5.11.2005

Wedding: Late August, 1995

I have never seen JP in a suit before. Just the very fact of it is an amazement, even though it’s not a suit-and-tie suit and even though he looks flat-out miserable and out of his element.

We drive out to some far suburb for the wedding of one of my college friends. Adele had been a bridesmaid at my wedding to David, but we’d fallen out of touch til I got the invitation, sent to my mother’s house. I wasn’t sure I wanted to go, but Adele and Cara and Maria and I had been inseparable for a time, and so I asked JP if he was willing to go along. It’ll be easy, I tell him. Adele’s mom and dad are interracial too. I am not sure whether this fact adds to his willingness or detracts from it, but either way he agrees, and a few days before the wedding he turns up from a visit to his grandmother’s carrying this new suit.

And he looks good. Different, but good, and wearing an expression of stoic sacrifice. You realize I wouldn’t do this for anyone else, he warns me, tugging at his collar.

We show up at the reception and nibble at the food and mingle not at all; our closed circle is a little too tight to admit the presence of strangers. The bride, of course, and her parents and her sister whom I’d met several times before; the groom, who I’d met once or twice. But all this table full of people we didn’t know, in an unfamiliar place and with the last shots wearing off a little too fast for comfort…

Twice, once before and once after dinner, I sneak off to a pay phone and call Lou.

“Well?” I ask him in the first call. He knows what I’m calling for.

“I went out there once already and the spot was just WAY too hot,” he tells me. “I’ll go back later.”

“Go now,” I tell him. “I’ll call you in an hour.”

The second call goes better. “We’re straight,” he says.

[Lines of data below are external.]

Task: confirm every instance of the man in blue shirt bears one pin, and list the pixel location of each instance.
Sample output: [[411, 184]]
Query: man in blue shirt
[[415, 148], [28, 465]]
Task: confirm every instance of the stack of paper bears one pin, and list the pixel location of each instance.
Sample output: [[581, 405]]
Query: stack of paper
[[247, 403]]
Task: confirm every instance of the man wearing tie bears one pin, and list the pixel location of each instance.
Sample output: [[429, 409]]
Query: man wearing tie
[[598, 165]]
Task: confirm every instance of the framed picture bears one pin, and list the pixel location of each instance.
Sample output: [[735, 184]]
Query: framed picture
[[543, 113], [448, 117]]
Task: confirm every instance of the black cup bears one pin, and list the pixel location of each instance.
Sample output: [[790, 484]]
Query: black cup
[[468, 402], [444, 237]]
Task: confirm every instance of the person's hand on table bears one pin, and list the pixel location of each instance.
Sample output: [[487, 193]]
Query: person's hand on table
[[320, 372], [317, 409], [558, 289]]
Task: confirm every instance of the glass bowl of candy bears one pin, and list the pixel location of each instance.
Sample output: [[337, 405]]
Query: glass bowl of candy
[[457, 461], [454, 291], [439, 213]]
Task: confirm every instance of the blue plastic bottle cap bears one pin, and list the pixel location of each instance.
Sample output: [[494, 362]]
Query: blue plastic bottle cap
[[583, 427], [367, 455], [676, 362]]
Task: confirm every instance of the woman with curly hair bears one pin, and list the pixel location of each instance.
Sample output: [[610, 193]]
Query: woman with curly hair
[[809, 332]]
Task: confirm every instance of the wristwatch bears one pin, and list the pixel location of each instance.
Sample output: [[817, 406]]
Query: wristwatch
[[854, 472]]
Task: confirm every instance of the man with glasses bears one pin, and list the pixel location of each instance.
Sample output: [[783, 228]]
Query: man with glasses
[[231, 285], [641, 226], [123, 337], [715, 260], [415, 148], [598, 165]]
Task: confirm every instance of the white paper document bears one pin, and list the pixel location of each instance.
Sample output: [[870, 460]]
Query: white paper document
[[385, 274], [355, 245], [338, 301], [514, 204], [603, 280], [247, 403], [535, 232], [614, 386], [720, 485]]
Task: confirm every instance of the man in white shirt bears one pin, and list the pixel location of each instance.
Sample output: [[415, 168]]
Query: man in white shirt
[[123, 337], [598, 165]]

“We’ll be there in an hour.”

We make our excuses, JP and I, and drive back to the city just as fast as we can. We are both starting to crumble just a little bit, just a few shards from around our edges, but we have learned that once this avalanche begins, there is nothing in the world short of heroin that can stop it.

We find Lou sitting in the kitchen chair, his works at the ready, with five little foil packets arrayed before him.

“We left you sixty,” I remind him.

“I had to break one of the tens for bus fare and a pack of smokes,” he says. It may be the truth or it may be a lie; god knows we’ve each been running our own scams on the others since Lou moved in. Holding back a little on his shot, or telling him we have four bags to split when we really have five; little deceptions we’ve formulated, JP and I, comfortable and solid in our illusion of control. We have agreed, JP and I; we may cheat Lou from time to time, but never each other.

JP hangs up the suit, and our life goes back to normal. I will see him in this suit only one more time.